اخرُج فإِنَّ الجمعة لا تمنع من سفر
”Berangkatlah, karena jumatan tidaklah menghalangi orang untuk melakukan safar.”
[HR. Ibnu Abi Syaibah No. 5107]

Maka dalam kondisi yang berbeda, kondisi yang tidak normal, kita disyariatkan untuk beramal sesuai kondisi yang baru sesuai bimbingan Rasūlullāh ﷺ, di antaranya adalah dengan tidak melaksanakan shalat Jum’at untuk sementara waktu sampai kondisi kembali normal, ujian ini diangkat kembali oleh Allāh ﷻ.
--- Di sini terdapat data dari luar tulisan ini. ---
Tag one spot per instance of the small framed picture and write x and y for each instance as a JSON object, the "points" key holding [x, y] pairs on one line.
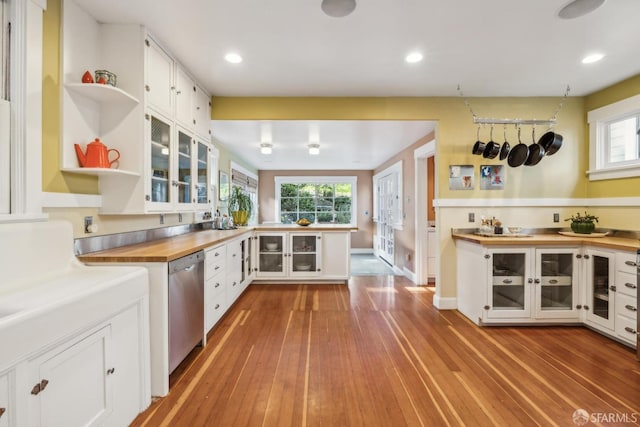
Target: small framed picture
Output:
{"points": [[461, 177], [223, 189]]}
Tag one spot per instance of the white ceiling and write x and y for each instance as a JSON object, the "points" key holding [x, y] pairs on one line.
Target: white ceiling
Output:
{"points": [[291, 48]]}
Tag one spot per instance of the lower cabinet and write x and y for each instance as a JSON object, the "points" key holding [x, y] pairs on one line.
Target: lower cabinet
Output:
{"points": [[518, 285], [305, 255], [93, 378]]}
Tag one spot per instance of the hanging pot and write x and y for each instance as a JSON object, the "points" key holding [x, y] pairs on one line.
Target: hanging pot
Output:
{"points": [[492, 149], [536, 151], [551, 142], [504, 151], [518, 154], [478, 147]]}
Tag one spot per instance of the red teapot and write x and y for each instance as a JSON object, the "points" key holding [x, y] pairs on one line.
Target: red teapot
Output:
{"points": [[96, 156]]}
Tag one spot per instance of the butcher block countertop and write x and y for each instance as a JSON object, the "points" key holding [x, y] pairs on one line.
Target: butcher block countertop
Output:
{"points": [[171, 248], [617, 243]]}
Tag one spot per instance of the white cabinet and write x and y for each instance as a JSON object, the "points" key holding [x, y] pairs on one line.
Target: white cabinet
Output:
{"points": [[303, 255], [6, 411], [139, 118], [600, 301], [516, 284], [71, 385], [159, 68], [626, 295]]}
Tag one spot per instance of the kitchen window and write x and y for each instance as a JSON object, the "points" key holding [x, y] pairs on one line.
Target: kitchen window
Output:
{"points": [[320, 199], [615, 140]]}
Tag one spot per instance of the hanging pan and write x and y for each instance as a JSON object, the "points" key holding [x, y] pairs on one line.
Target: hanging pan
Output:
{"points": [[519, 153], [536, 151], [551, 142], [478, 147], [504, 151], [492, 149]]}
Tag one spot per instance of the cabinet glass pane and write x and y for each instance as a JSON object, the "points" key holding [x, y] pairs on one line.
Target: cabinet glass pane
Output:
{"points": [[203, 179], [160, 154], [600, 286], [184, 167], [508, 281], [304, 253], [556, 282], [271, 255]]}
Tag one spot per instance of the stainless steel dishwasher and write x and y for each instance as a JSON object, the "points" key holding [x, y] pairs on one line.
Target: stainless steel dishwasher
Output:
{"points": [[186, 306]]}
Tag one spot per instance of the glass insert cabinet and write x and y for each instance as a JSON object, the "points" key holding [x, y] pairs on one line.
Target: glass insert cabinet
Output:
{"points": [[289, 254], [532, 283]]}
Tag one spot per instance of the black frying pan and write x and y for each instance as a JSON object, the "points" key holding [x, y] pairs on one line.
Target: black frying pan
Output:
{"points": [[518, 154], [551, 142]]}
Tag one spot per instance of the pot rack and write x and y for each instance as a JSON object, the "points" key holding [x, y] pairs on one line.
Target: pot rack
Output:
{"points": [[494, 121]]}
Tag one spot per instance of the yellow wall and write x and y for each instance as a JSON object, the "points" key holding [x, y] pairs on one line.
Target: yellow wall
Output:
{"points": [[629, 187]]}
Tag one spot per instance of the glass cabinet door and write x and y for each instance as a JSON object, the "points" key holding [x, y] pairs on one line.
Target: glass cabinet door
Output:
{"points": [[184, 168], [160, 135], [599, 304], [271, 254], [556, 283], [202, 196], [305, 254], [508, 292]]}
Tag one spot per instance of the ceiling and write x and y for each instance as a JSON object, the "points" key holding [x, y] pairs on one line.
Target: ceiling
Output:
{"points": [[291, 48]]}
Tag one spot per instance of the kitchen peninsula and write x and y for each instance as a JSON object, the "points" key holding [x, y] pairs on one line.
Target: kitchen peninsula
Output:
{"points": [[550, 278]]}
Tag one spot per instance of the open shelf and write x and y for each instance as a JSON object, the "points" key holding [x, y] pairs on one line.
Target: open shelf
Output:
{"points": [[101, 93], [100, 171]]}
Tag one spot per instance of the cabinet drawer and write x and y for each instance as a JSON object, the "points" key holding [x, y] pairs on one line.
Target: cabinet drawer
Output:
{"points": [[626, 306], [626, 283], [215, 260], [556, 280], [626, 328], [626, 262], [508, 280]]}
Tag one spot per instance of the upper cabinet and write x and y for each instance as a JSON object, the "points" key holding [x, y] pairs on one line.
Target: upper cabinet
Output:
{"points": [[154, 121]]}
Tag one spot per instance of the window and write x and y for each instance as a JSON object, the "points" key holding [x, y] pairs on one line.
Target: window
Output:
{"points": [[320, 199], [614, 140]]}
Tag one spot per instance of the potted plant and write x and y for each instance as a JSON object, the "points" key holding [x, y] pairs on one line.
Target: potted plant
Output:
{"points": [[240, 206], [583, 224]]}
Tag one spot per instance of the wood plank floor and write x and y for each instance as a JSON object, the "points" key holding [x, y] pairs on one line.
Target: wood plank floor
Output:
{"points": [[377, 353]]}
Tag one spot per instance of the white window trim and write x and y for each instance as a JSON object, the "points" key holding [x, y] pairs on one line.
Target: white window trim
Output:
{"points": [[598, 119], [398, 216], [353, 180]]}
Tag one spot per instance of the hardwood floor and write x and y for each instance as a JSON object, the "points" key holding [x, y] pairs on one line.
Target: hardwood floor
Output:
{"points": [[377, 353]]}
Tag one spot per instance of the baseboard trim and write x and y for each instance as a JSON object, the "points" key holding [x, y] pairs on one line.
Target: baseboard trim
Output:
{"points": [[445, 303]]}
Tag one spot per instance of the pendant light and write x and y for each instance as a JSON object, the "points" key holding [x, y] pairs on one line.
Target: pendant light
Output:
{"points": [[338, 8]]}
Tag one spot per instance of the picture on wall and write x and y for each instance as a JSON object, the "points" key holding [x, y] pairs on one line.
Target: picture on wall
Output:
{"points": [[461, 177], [492, 177]]}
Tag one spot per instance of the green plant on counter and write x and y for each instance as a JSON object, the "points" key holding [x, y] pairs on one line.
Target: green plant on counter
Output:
{"points": [[240, 206], [583, 224]]}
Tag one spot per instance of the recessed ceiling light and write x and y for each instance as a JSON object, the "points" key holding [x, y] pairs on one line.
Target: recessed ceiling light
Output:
{"points": [[578, 8], [233, 58], [413, 57], [590, 59]]}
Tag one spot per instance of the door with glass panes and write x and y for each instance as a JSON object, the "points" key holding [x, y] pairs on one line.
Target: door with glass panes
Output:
{"points": [[508, 287], [556, 283]]}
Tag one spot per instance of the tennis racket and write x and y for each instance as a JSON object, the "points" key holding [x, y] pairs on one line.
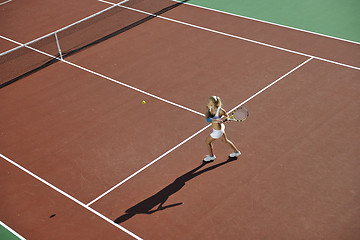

Tidak melaksanakan shalat Jum’at di wilayah yang telah terwabah epidemi ini adalah salah satu bentuk amal shalih yang bernilai ibadah dan pelakunya mendapatkan pahala dari Allāh ﷻ. Bernilai ibadah karena kita melakukannya karena ilmu, bukan karena hawa nafsu. Bukankah seluruh bentuk ibadah yang kita lakukan hendaknya dilakukan di atas ilmu. Ingat, bahwa ada 2 (dua) syarat diterimanya amal yakni: 1) Niat yang bersih karena Allāh ﷻ semata; dan 2) Mengikuti bimbingan Rasulullah ﷺ.

Seorang ahli ‘ibadah belum tentu beribadah di atas ilmu, namun seorang ahli ‘ilmu niscaya akan selalu ingin menjaga ibadahnya dengan benar sesuai bimbingan Rasūlullāh ﷺ.

Semoga Allāh ﷻ menjaga umat dan bangsa ini dari ujian yang tidak mampu kita melewatinya dengan kesabaran, ikhtiar dan do’a, dan semoga Allāh ﷻ mengembalikan kondisi sebagaimana sedia kala sehingga kita dapat kembali memakmurkan Masjid sebagaimana biasa. Yā Rabbanā, kabulkanlah do’a kami.